Easter Lily vs Yellow Oxide
Both from Benjamin Moore's palette. Both sit in the beige-yellow family, which is useful context if you're narrowing within a single hue direction. Easter Lily (LRV 88) reflects noticeably more light than Yellow Oxide (LRV 30), a difference of 58 points that becomes especially apparent in rooms with limited natural light. Easter Lily runs warm while Yellow Oxide is decidedly red, which means they'll respond very differently to warm vs cool light sources. With a ΔE of 56.3, the contrast is hard to miss. These aren't variations on a theme — they're two different answers to the same question. Below, 5 simulated room previews show how each color reads at scale — real-room photos will be added as they become available.
Color Details
Easter Lily vs Yellow Oxide Simulated Comparison
5 simulated room previews — drag the slider on each to see Easter Lily on one side and Yellow Oxide on the other.
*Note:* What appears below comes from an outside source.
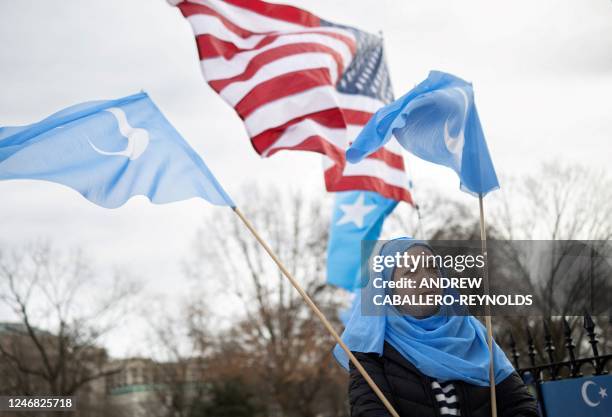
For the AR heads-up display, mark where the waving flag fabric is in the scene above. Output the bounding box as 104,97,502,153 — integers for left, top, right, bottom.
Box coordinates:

Digital color is approximate. These simulations are generated from the manufacturer's hex values and overlaid on grayscale room photos — your screen's calibration, brightness, and viewing angle all affect how they render. Before committing to either color, test physical samples in your own space under the light you actually live with.
More Easter Lily comparisons
See how Easter Lily stacks up against other well-photographed colors across different brands and tones.